Enlarge image HELP Project (© GIC Africa) Under the “Food Security and Market Support” project started by HELP from Germany in the northern Muzarabani district, farmers grow sorghum and groundnuts for consumption and sale and super hemp to fix nitrogen and feed livestock.
“This is a project of major importance which will lead to the production of up to 16,000 tonnes of the cereal crop annually in the district and this is quite a lot. Since the launch of the project food security and nutritional standards have greatly improved,” Peter Filius the country head for HELP from Germany told GIC on March 20. Filius said the farmers were expected to harvest at least two tonnes of sorghum per hectare in the first season with projections of higher yields in subsequent years.
HELP from Germany launched its food assistance project in Muzarabani in 2008 giving seed and fertilizer to hundreds of villagers and introduced the conservative agriculture project last year which is expected to run until 2019. The project later included training in conservation farming with 3,000 farmers receiving training and 600 lead farmers awarded with seed fertilizer and equipment for horticultural production. The charge d’affaires at the German Embassy in Harare Frank Maier said the German Foreign Office allocated nearly 930,000 US dollars for the project.
“The aim of this project is to enable 3,000 households to achieve sustainable and year-round food security through conservation farming and to train agricultural training personnel to strengthen local partner organisations and to establish solid marketing structures for field crops and vegetables,” Maier said.
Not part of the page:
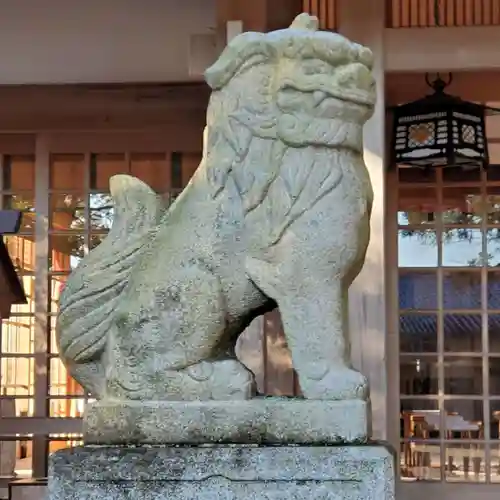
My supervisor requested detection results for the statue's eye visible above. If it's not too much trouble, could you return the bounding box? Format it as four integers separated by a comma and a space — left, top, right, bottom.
302, 61, 330, 76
Enlarge image Women during harvest (© picture-alliance/dpa) “This comes at a time where Zimbabwe also faces major challenges with regard to economic decline and a serious liquidity crisis. Germany, alongside our European and western partners, is happy to support Zimbabwe in these challenging times. There have been times in our German history where we needed and received support. We have not forgotten this. We know that in an interdependent world we are all affected in one way or the other by global challenges such as terrorism, poverty and climate change. We need co-operation and solidarity to provide solutions to these challenges,” continued Maier.
Project co-ordinator Tendai Nduku said since the start of HELP’s food assistance programme, the average sorghum yield rose went up from one tonne per hectare to four tonnes per hectare. “They were also taught methods of processing and value addition of vegetables before selling them,” Nduku said.
Zimbabwe’s rural dwellers have been the hardest hit by the country’s more than decade-long economic slowdown. In some cases villagers skip meals in order to preserve scarce food and the majority of them have been relying on food aid donated by international donor agencies.